Tavecchio: La rinuncia di Lippi? Ci sono norme, più non potevo fare
Il tecnico viareggino ha rinunciato al ruolo di direttore sportivo

 "Capisco il rammarico, ma la Federazione ha delle norme e delle regole da rispettare". Carlo Tavecchio, presidente della Figc, commenta così la decisione di Marcello Lippi di rinunciare al ruolo di direttore sportivo azzurro. "Premesso che sono sempre stato in contatto in questo periodo con Lippi, sono sorti problemi giuridici ed interpretativi di una norma che riguarda il figlio. Sapete quanto ho voluto questa scelta, ma non avevo alternativa che chiedere un'interpretazione autentica alla corte federale", ha chiarito il numero uno del calcio italiano.

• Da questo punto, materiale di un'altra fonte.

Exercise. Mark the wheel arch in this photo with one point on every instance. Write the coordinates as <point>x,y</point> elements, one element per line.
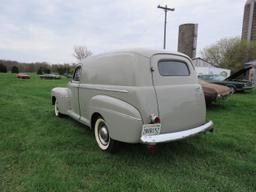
<point>124,120</point>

"La corte federale è l'organismo massimo di giustizia, è composta da alti magistrati. Ha istruito la pratica ed in questi giorni arriverà la pronuncia. Ho pregato di soprassedere, di valutare attentamente la questione. Ma al di là di quello, io non posso andare. Lippi si sente preso in giro? Nessuno qui ha preso in giro nessuno. La situazione era chiarissima, dopo aver preso atto della situazione particolare. Su questo argomento non voglio fare commenti", ha aggiunto Tavecchio. "Se bastava aspettare? Non lo so, il giorno dopo che è emersa la questione io ho mandato la lettera all'organo federale. La corte ha i suoi tempi, in questi giorni uscirà la pronuncia". Sulla possibilità di cercare un'altra figura per l'incarico, Tavecchio ha risposto: "Adesso il nostro problema è la Spagna, non penso a nient'altro".